The Unfiltered Lens: A Review of Osvalde Lewat’s The Aquatics
Osvalde Lewat delivers a surgical critique of power and complicity in her debut novel, The Aquatics.
The Premise
Osvalde Lewat—a documentary filmmaker and photographer—transfers her meticulous observational eye to fiction in The Aquatics (Les Aquatiques). Set in Zambuena, a fictional surrogate for contemporary Cameroon, the narrative follows Katmé Abbia, the wife of a high-ranking official. Her life of curated prestige unravels when the state arrests her lifelong friend, Samy, for homosexuality. This crisis forces Katmé to confront the machinery of state cruelty and her own role in a culture built on erasure.
Who This Is For
- Literary Fiction Enthusiasts: Readers who value prose that functions as both a political tool and a work of art.
- Political Analysts: Those interested in the intersection of African traditionalism and modern statehood.
- Advocates for Human Rights: Anyone seeking a profound exploration of identity and the criminalization of personhood.

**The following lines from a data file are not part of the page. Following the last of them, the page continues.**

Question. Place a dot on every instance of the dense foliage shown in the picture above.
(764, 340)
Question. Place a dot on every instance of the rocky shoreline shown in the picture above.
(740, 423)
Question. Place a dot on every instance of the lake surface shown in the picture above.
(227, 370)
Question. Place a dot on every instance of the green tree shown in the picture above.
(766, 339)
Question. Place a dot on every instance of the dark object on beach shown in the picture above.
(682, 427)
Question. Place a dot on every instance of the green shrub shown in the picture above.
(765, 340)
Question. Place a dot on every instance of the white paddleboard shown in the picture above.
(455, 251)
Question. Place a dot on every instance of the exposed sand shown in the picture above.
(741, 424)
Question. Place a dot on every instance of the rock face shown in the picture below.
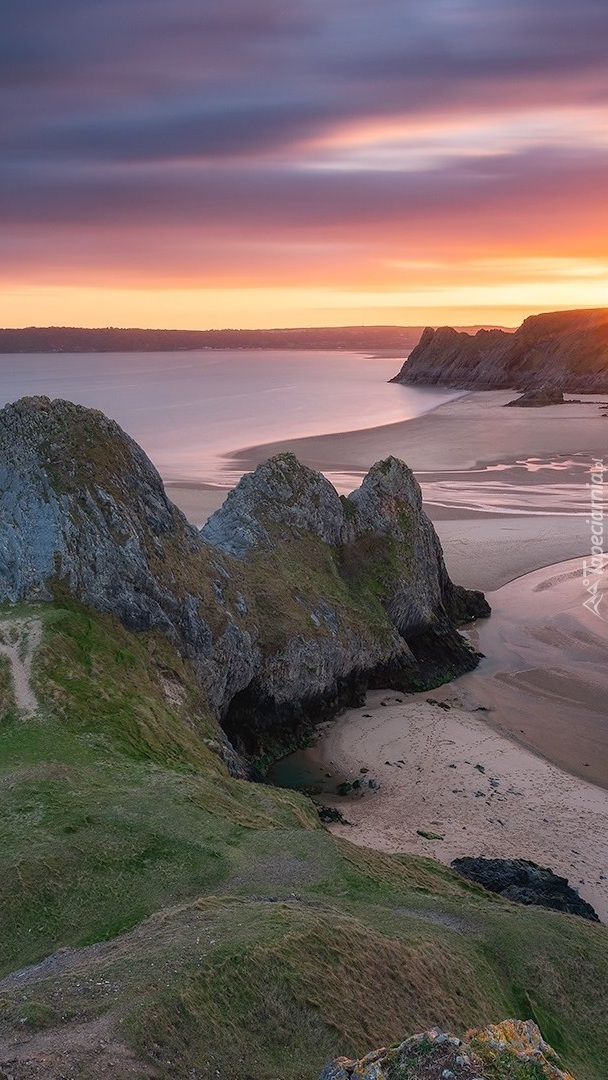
(292, 599)
(567, 350)
(524, 882)
(499, 1052)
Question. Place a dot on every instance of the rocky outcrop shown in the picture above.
(567, 350)
(291, 602)
(538, 399)
(499, 1052)
(524, 882)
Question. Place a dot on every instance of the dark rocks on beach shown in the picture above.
(538, 397)
(525, 882)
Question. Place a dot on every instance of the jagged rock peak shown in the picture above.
(284, 498)
(498, 1052)
(281, 498)
(81, 503)
(341, 593)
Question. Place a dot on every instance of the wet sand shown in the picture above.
(507, 490)
(447, 772)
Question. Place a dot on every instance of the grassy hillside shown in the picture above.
(200, 926)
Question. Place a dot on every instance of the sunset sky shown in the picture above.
(208, 163)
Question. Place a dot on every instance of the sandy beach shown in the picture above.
(517, 765)
(445, 771)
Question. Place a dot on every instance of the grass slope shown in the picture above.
(213, 925)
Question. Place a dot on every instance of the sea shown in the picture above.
(189, 410)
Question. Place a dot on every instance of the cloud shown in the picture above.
(208, 129)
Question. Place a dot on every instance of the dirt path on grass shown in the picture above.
(18, 642)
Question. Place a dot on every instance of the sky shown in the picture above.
(212, 163)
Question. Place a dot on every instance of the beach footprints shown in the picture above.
(18, 642)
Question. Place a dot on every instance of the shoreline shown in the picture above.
(444, 770)
(548, 805)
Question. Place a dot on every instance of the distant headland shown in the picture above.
(395, 339)
(563, 349)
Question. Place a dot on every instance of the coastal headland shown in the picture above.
(512, 490)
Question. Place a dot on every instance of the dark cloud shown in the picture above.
(288, 199)
(111, 109)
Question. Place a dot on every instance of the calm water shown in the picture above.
(188, 409)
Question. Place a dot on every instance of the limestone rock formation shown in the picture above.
(524, 882)
(499, 1052)
(292, 599)
(566, 349)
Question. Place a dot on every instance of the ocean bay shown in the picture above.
(190, 409)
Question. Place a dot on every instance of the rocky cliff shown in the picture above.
(289, 602)
(567, 350)
(513, 1050)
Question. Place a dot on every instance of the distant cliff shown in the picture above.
(123, 339)
(565, 349)
(289, 602)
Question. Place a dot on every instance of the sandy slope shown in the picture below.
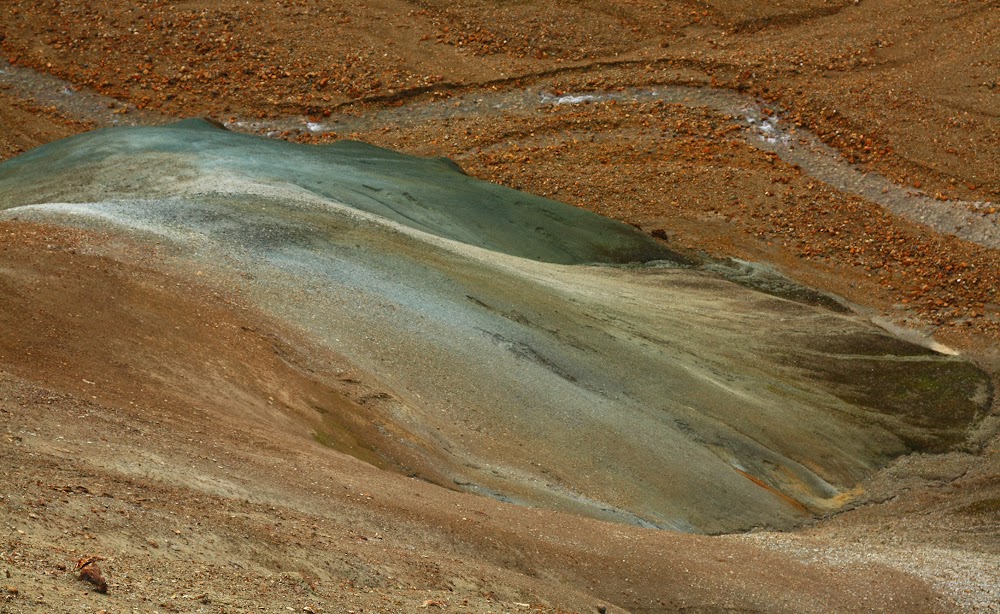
(908, 89)
(205, 494)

The Architecture of Silence
Translator Maren Baudet-Lackner preserves Lewat’s "fact-based fury." The prose carries a cinematic weight, contrasting the stifling salons of the elite with the "Aquatics"—a marginalized neighborhood defined by rising tides and social stagnation. Lewat uses water as a central metaphor: it is both a force of evolution and the weight of a crushing tradition.
Katmé Abbia is a masterfully executed protagonist. Lewat avoids the hero trope, presenting instead a woman undergoing a painful stripping of privilege. As her husband, Tashun, maneuvers through the cold mechanics of political survival, Katmé discovers the decay beneath the gilding. Lewat demonstrates that the personal is political; a simple act of loyalty triggers the total dissolution of a curated worldview.
"The simple act of seeking safety for a friend becomes the catalyst for the total dissolution of a woman’s worldview."
A Morality Tale for the Modern Age
The Aquatics transcends the political thriller genre through lyrical depth. Lewat frames the criminalization of identity as a spiritual crisis rather than a mere legislative failure. The narrative poses a vital question: What is the cost of security when it requires the suffering of others? Samy, the artist, serves as the novel's incandescent core—a provocation the state remains desperate to censor.
Lewat’s background in documentary storytelling shines in her "visual writing." Her narrator’s gaze mimics a close-up lens, capturing the minute tremors of a hand or the seismic shifts in a character's expression. The "Aquatics" neighborhood serves as the essential liminal space where the concrete structures of power meet the fluid uncertainty of truth.
Our Verdict
Rating: 9/10
The Aquatics is a necessary meditation on loyalty and the grit required to live truthfully. Lewat establishes herself as a formidable voice in world literature. This is an essential read for those who demand fiction with gravity and technical precision.